Au Cameroun, le rapport de l’analyse Cadre Harmonisé d’octobre 2024 indique qu’entre octobre à décembre derniers, 10,82% de personnes étaient en insécurité alimentaire et nutritionnelle aigue sur l’ensemble du territoire national, soit 3,080,145 personnes parmi lesquelles 265,314 personnes en urgence et 2,814,832 personnes en crise.

Les principaux facteurs déterminants enregistrés pendant cette période sont les inondations dans le région de l’Extrême-Nord avec une sévérité plus importante dans les départements du Logone & Chari et du Mayo Danay ; les poches de sècheresse accrue dans les départements du Mayo Louti et de la Bénoué ; la persistance de la crise socio politique dans le Nord-Ouest et Sud-Ouest ; les enlèvements avec demande de rançon dans le Mayo Rey et l’Adamaoua, les incursions sporadique de Boko Haram dans les départements du Mayo Sava, du Mayo Tsanaga et du Logone et Chari ; les attaques des chenilles sur les céréales dues aux poches de sècheresse dans la Bénoué, le Mayo Louti ; et la hausse des prix généralisée des denrées alimentaires tributaire de l’augmentation du prix du carburant.

Quelles seront les actions majeures de la FAO au Cameroun en 2025 ?  

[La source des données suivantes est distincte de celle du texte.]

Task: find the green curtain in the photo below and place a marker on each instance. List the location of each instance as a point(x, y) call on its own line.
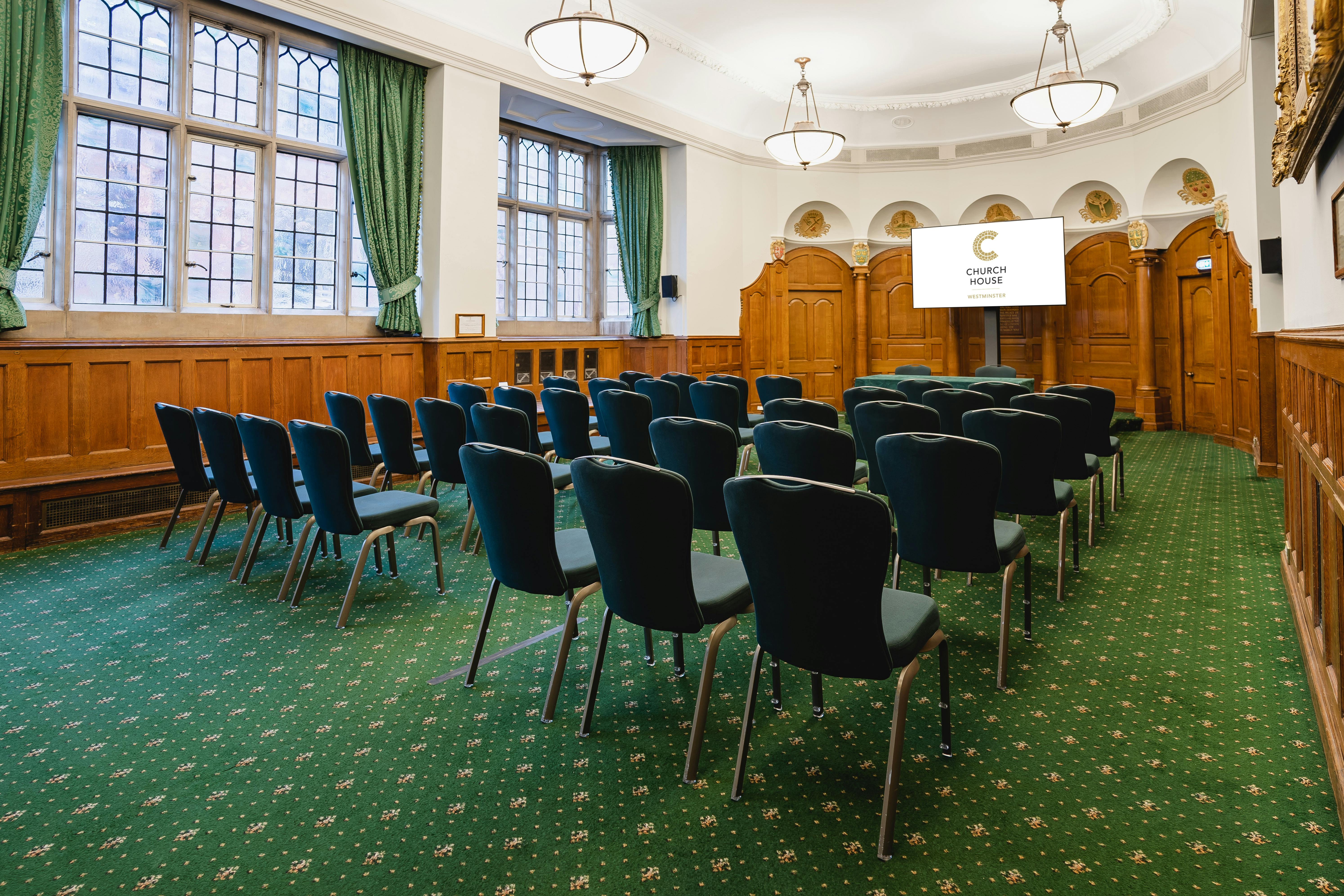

Les interventions de la FAO au Cameroun sont guidées par le Cadre de programmation pays FAO/Cameroun pour 2022-2026, en cohérence avec les stratégies nationales et l’UNSDCF. La vision de la FAO repose sur les principes des « four better » : meilleure production, meilleure nutrition, meilleur environnement et meilleure vie. En 2025, plusieurs axes d’intervention seront mis en avant :

Meilleure production :

  • Soutien au développement de chaînes de valeur à fort potentiel d’exportation (végétales, forestières, animales et halieutiques).
  • Appui aux coopératives et start-ups dirigées par des jeunes, des femmes et des groupes vulnérables pour transformer l’économie.

Meilleure nutrition :

  • Assistance aux populations vulnérables, notamment les femmes enceintes et allaitantes, pour améliorer l’alimentation et renforcer le système national de sécurité alimentaire, avec un accent sur les données désagrégées par sexe.
  • Plaidoyer auprès du parlement via l’alliance parlementaire pour prioriser les systèmes alimentaires et le financement des interventions nutritionnelles.

Meilleure vie :

  • Soutien aux acteurs de la société civile, y compris les jeunes et les femmes, pour une participation inclusive aux processus décisionnels à tous les niveaux et l’anticipation et de réponse aux différents chocs

Meilleur environnement :

  • Appui à l’amélioration du cadre institutionnel pour faciliter l’accès au financement climatique et la gestion des données environnementales;
  • Collaboration avec les acteurs institutionnels pour concevoir des actions intégrées visant à améliorer l’état de l’environnement et à lutter contre les changements climatiques.